0
votes

By this I mean, when mounted, the enter animation is ran, and when removed, the leave animation is ran. I have a transition that needs to animate a number of elements within it on enter and leave, so I want to move all the code into its own component, then

<template>
    <transition @enter="enter" @leave="leave">
        <!-- component -->
    </transition>
</template>

---

<CustomComponent :key="indentifer" :indentifer="indentifer" />

Full example of my attempt: https://codesandbox.io/s/znq6l8p94p

As far as I am aware this is only half working because of the appear, i.e. it's just mere coincidence.

I feel like the only way I can solve this is by doing all the animation and state management in one component, as in a component that knows about the old and new sentences or use a transition-group, rather than just leaving Vue to manage that for me via my use of the key attribute.

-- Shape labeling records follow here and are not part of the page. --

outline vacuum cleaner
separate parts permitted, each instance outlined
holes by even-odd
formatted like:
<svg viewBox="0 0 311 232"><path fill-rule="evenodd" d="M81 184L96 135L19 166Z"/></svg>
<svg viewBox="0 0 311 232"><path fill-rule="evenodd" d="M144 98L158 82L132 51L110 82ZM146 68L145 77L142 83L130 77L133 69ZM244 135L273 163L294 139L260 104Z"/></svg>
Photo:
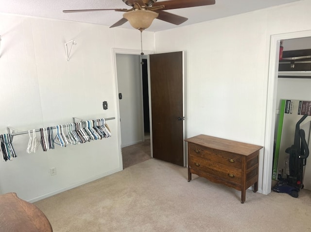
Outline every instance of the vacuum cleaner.
<svg viewBox="0 0 311 232"><path fill-rule="evenodd" d="M298 198L299 191L303 188L303 166L309 155L305 131L300 128L300 123L308 116L304 115L296 124L294 145L285 150L289 154L289 174L287 179L280 179L272 189L277 193L288 193L294 198Z"/></svg>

Am I perhaps misunderstanding how best to do transitions in Vue, should the animation all ways reside with the parent of a component?

After writing this out it feel like what I actually want is lifecycle hooks like transition-group offers, but which call the child components methods directly.

1

1 Answers

0
votes

My current understanding is that during v-on:leave the component is no longer reactive, and you should only be doing manual dom-manipulation...

Instead, my solution was to create a component that handled the adding and removing of the elements via a watch and then passed the array through to my component in props.